Появилось понятие «нэпман». Помню, мы шли по Арбатской площади. Там было какое-то не то кафе, не то варьете, не то оперетта в летнем саду. Там была лестница широкая на второй этаж, и мы видели, как по ней поднимался человек с брюшком во фраке с белой манишкой. С ним рядом шла молодая женщина в длинном шелковом платье в мехах. Леня мне сказал: «Смотри, нэпман!» С тех пор, когда говорят «нэпман», я представляю себе эту картину, потому что тогда фраки и длинные платья мы видели только в кинофильмах, где «буржуазия разлагается». Растаскивали государство кто как мог. Но и борьба была жестокой. Нашего дальнего родственника, мы его не знали, расстреляли за спекуляцию квартирами, тело отдали жене для похорон. Коммунисты стремились выходить из партии. Но жить стало легче.

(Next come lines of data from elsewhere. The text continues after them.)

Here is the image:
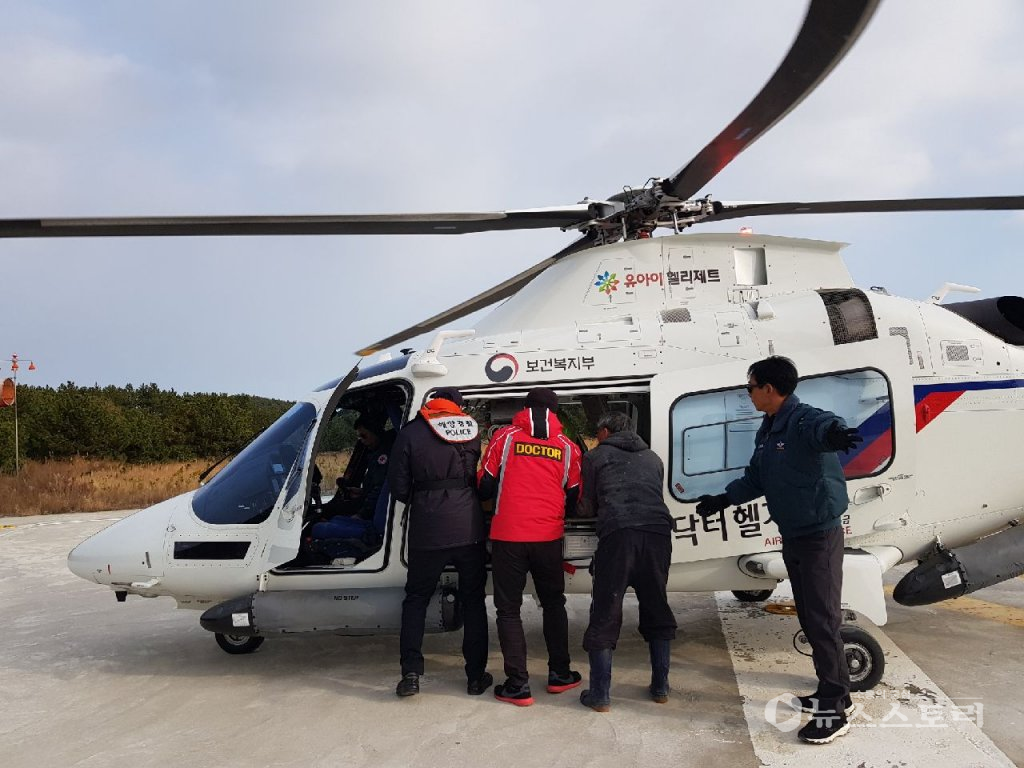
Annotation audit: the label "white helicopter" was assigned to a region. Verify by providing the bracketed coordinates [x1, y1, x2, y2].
[7, 0, 1024, 691]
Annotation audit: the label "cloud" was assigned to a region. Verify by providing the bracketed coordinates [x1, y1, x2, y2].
[2, 1, 1023, 397]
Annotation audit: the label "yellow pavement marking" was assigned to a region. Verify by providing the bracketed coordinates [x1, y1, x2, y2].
[928, 594, 1024, 628]
[764, 601, 797, 615]
[885, 584, 1024, 629]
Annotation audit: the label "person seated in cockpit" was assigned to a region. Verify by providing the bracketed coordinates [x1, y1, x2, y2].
[310, 464, 324, 510]
[316, 415, 394, 524]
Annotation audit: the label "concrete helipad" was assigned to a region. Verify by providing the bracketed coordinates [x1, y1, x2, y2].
[1, 513, 1021, 767]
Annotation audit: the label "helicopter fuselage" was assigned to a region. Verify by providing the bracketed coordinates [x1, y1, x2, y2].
[67, 233, 1024, 634]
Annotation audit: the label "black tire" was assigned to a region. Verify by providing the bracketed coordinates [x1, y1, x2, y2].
[840, 624, 885, 691]
[732, 588, 775, 602]
[215, 633, 265, 655]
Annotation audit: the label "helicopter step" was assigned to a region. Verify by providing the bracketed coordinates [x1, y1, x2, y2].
[199, 585, 462, 646]
[739, 545, 903, 626]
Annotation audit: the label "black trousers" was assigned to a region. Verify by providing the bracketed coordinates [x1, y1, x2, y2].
[782, 525, 850, 712]
[491, 539, 571, 688]
[400, 543, 489, 680]
[583, 528, 677, 651]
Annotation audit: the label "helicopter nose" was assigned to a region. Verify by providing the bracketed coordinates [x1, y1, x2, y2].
[68, 501, 171, 587]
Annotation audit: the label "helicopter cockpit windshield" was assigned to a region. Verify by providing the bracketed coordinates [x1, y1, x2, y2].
[192, 402, 317, 526]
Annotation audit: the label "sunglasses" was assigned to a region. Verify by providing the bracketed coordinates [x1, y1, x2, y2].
[745, 383, 763, 393]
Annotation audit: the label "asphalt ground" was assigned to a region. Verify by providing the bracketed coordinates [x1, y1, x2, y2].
[1, 513, 1020, 768]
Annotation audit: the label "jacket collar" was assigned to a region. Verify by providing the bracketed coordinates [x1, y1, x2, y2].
[766, 393, 801, 434]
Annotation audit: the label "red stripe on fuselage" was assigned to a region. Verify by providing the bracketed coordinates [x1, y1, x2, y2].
[843, 429, 893, 476]
[915, 390, 964, 432]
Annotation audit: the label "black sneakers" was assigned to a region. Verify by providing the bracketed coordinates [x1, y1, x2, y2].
[792, 693, 854, 716]
[467, 671, 494, 696]
[494, 681, 535, 707]
[492, 672, 576, 704]
[397, 671, 492, 697]
[546, 670, 582, 694]
[798, 711, 851, 744]
[396, 672, 420, 697]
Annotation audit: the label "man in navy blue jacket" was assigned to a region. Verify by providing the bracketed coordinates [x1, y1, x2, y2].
[697, 356, 861, 745]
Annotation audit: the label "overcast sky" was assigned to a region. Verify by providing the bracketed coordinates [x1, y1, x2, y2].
[2, 1, 1023, 399]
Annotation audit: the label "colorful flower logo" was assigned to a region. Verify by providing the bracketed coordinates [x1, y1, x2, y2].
[594, 270, 619, 295]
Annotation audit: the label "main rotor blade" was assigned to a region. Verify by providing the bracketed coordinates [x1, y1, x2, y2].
[0, 206, 595, 239]
[662, 0, 880, 201]
[355, 233, 599, 356]
[707, 195, 1024, 221]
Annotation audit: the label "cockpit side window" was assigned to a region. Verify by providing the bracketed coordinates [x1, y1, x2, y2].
[192, 402, 316, 525]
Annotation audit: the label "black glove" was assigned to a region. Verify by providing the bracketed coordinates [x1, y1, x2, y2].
[696, 493, 730, 518]
[824, 421, 863, 453]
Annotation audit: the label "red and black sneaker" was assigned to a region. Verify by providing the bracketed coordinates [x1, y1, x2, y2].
[494, 681, 534, 707]
[546, 670, 582, 694]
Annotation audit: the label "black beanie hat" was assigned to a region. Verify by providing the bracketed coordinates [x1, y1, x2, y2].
[430, 387, 465, 407]
[354, 413, 386, 435]
[525, 387, 558, 411]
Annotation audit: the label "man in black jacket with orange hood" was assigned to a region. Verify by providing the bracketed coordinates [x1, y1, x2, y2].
[388, 387, 491, 698]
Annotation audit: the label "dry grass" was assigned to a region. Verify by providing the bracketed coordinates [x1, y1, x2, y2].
[315, 452, 349, 485]
[0, 458, 211, 516]
[0, 452, 356, 517]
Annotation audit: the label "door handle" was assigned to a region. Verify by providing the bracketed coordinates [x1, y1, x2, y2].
[853, 484, 891, 505]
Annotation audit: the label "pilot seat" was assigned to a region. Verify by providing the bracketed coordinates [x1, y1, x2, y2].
[305, 478, 390, 564]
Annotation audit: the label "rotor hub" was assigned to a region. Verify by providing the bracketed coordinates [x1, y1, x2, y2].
[573, 182, 724, 244]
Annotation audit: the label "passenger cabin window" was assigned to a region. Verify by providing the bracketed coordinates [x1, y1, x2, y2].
[669, 369, 893, 502]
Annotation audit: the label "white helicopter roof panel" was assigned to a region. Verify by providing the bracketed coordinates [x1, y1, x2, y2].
[471, 233, 853, 340]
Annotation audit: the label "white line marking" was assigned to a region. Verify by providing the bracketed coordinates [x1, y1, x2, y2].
[716, 586, 1015, 766]
[0, 516, 124, 538]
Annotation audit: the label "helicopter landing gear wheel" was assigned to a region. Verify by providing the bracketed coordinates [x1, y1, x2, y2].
[841, 625, 884, 691]
[215, 633, 265, 655]
[792, 624, 885, 691]
[732, 588, 775, 602]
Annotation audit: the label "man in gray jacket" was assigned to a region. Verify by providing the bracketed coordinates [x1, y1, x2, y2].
[577, 411, 676, 712]
[697, 356, 862, 745]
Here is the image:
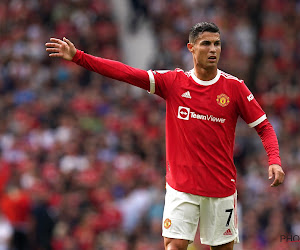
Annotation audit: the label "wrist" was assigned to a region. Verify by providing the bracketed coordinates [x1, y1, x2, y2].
[71, 49, 81, 63]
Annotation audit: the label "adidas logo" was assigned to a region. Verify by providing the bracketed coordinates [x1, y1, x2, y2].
[223, 229, 232, 236]
[181, 91, 192, 99]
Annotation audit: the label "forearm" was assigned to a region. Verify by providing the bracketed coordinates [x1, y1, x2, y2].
[72, 49, 150, 91]
[255, 119, 281, 166]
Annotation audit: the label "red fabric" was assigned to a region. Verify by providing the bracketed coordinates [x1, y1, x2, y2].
[72, 51, 270, 198]
[72, 50, 150, 92]
[0, 160, 11, 194]
[156, 69, 265, 197]
[255, 119, 281, 166]
[94, 204, 122, 231]
[0, 189, 31, 225]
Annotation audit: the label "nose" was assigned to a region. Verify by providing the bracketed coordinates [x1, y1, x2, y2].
[209, 44, 217, 53]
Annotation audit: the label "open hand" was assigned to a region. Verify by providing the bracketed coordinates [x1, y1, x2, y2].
[45, 37, 76, 61]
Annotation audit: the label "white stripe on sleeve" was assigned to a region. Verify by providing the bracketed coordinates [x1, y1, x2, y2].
[147, 70, 155, 94]
[248, 114, 267, 128]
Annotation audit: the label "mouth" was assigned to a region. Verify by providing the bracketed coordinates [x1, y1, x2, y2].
[208, 56, 217, 61]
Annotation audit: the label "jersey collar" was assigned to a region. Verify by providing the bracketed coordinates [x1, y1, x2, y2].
[191, 69, 221, 86]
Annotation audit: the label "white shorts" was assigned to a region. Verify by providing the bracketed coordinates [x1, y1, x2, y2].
[162, 184, 239, 246]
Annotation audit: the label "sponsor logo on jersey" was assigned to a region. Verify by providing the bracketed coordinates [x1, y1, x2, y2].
[247, 93, 254, 102]
[216, 93, 230, 107]
[223, 228, 233, 235]
[177, 106, 226, 123]
[164, 218, 172, 229]
[181, 91, 192, 99]
[178, 106, 190, 120]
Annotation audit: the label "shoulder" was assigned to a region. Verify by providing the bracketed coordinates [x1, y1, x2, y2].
[152, 68, 186, 75]
[219, 70, 244, 84]
[152, 68, 191, 81]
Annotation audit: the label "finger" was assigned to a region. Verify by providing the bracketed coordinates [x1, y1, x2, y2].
[63, 37, 72, 46]
[48, 52, 63, 58]
[50, 38, 65, 45]
[271, 179, 281, 187]
[278, 171, 285, 184]
[271, 171, 283, 187]
[272, 170, 280, 186]
[280, 172, 285, 183]
[45, 42, 61, 48]
[271, 179, 278, 187]
[46, 48, 61, 53]
[268, 167, 273, 180]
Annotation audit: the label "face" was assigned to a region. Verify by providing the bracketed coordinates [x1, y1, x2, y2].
[187, 31, 221, 70]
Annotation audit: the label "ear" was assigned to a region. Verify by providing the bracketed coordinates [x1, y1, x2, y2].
[187, 43, 194, 53]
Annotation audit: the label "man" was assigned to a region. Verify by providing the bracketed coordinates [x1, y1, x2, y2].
[46, 22, 285, 250]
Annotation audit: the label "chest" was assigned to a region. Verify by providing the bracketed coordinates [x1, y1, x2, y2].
[168, 79, 237, 120]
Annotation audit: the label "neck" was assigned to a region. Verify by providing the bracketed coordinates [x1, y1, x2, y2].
[194, 67, 218, 81]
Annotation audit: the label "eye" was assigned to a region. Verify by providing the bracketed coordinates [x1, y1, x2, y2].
[201, 41, 211, 46]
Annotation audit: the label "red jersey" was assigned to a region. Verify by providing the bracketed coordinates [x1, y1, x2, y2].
[148, 68, 266, 197]
[72, 51, 277, 198]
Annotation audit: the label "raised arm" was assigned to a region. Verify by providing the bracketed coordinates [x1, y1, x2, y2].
[45, 38, 152, 92]
[45, 37, 76, 61]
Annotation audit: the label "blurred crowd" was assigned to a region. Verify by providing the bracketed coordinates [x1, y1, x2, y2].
[0, 0, 299, 249]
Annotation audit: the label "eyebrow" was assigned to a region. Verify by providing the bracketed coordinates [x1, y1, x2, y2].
[199, 39, 221, 44]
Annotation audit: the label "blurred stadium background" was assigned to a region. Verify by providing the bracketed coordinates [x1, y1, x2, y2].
[0, 0, 299, 249]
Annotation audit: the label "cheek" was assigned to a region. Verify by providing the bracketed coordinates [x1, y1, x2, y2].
[197, 50, 207, 59]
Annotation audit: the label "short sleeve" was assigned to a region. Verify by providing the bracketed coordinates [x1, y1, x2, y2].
[236, 81, 266, 127]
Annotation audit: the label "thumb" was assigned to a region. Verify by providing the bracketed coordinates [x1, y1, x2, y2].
[268, 166, 273, 180]
[63, 37, 72, 46]
[63, 37, 76, 59]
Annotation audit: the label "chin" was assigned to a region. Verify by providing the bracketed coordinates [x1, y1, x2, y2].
[204, 64, 218, 70]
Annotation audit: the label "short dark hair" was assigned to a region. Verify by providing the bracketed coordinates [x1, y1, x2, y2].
[189, 22, 220, 43]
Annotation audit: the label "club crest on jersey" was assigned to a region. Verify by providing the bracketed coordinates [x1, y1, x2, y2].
[164, 218, 171, 229]
[216, 94, 230, 107]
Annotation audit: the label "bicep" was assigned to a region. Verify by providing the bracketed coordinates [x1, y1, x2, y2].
[236, 82, 266, 127]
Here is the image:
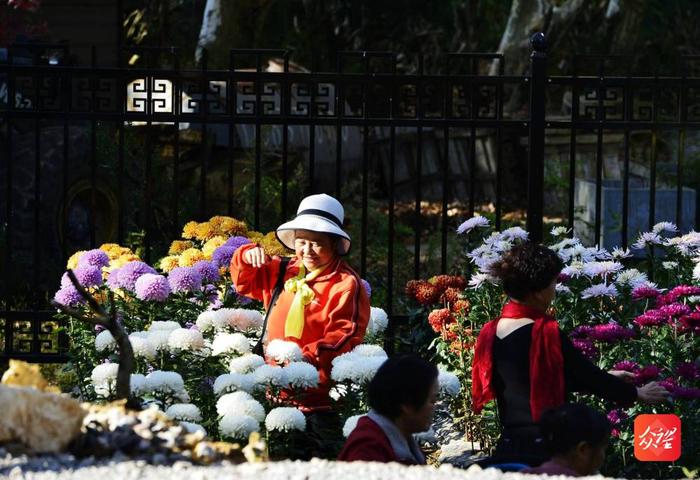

Мы с Леней тоже стали лучше питаться. Трахтенберг устроил сначала Леню в ВСНХ секретарем какой-то комиссии, кажется, по организации трестов. Через несколько месяцев Леня ушел оттуда, потому что не оставалось времени на занятия в университете, и поступил ночным сторожем в какое-то акционерное общество. Но денег не хватало, и я поступила в ВСНХ, в отдел экономики и промышленности. Как мне представлялся ВСНХ? Высший совет народного хозяйства помещался в Деловом доме на тогдашней Варваринской площади. Он и сейчас там стоит. Основательное серое здание. Внутри остатки роскоши! Высокие потолки, огромные кабинеты, роскошная мебель, кожаные зеленые кресла, огромные, в которых утопаешь. Огромные письменные столы, на окнах тяжелые портьеры. Все это темновато, грязновато. ВСНХ сотрудники расшифровывали так: «Всесильный Саакянц Николай Христофорович». Это был армянин очень красивый, в гимнастерке и в роскошных сапогах. Очень живой. В его руках были все материальные ценности этого учреждения. Однажды я попала в его отдел АХО (административно-хозяйственный отдел). Боже, что я там увидела! Я попала в миниатюрный рай. Там в большой комнате за маленькими красивыми столиками сидели девушки армянки, одна красивее и моложе другой. Как они были причесаны! Какие на них были кофточки! Какие они были сытые, веселые, доброжелательные! С каким веселым недоумением они смотрели на меня. Это был совсем другой мир, несколько причастный к НЭПу. Больше я туда не ходила. В отделе же экономики и промышленности у Трахтенберга работали солидные экономисты – ученые. Сколько помню, все евреи, Гинцбург, Сабсович, Френкель, Гольде. Говорили, что все они меньшевики. Впоследствии все они были арестованы, и судьбу их не знаю.

 

Мои обязанности были «входящие – исходящие», писать протоколы заседаний, отмечать явку сотрудников на работу. На работу я одна приходила вовремя, брала лист бумаги, расписывалась за всех разными почерками и относила лист в канцелярию. Сотрудники быстро обнаглели и начали приходить на целый час позже, пока не пришел однажды Трахтенберг вовремя и все это обнаружил. Мне попало. Что было потом, не помню. Словом, я трудилась на канцелярском поприще, училась в университете, была страшно занята, но я бы сказала, не очень-то глубоко осознавала то, что происходит (все события: политические, экономические и так далее – воспринимались очень уж как-то с личных позиций). Леня в это же время был секретарем при кафедре гражданского права (или истории права), очень много занимался по ночам, работал в каком-то акционерном обществе там, где сейчас гостиница «Москва». Он воспринимал все происходящее с несколько более общих позиций, и все-таки повседневные заботы, беготня заслоняли собой огромность происходивших событий. В акционерном обществе ночным сторожем работал молодой красивый поляк без паспорта, видимо, скрывавшийся белый офицер. Тогда было проще с наймом на работу, не помню, были ли отделы кадров. Этот человек занимался валютными спекуляциями. Когда уехали Трахтенберги за границу, мы жили в их квартире в Шереметьевском переулке. Трахтенберг поручил Лене получаемую этим поляком зарплату в совзнаках переводить то ли в червонцы, то ли в иностранную валюту, то есть в твердую, т. к. совзнаки падали с невероятной скоростью. Если Леня почему-либо не успевал отдавать деньги этому поляку в тот же день, Трахтенберг терял большую сумму, и Лене приходилось объясняться с Трахтенбергом. Правда, это было только один раз, и то по болезни этого поляка.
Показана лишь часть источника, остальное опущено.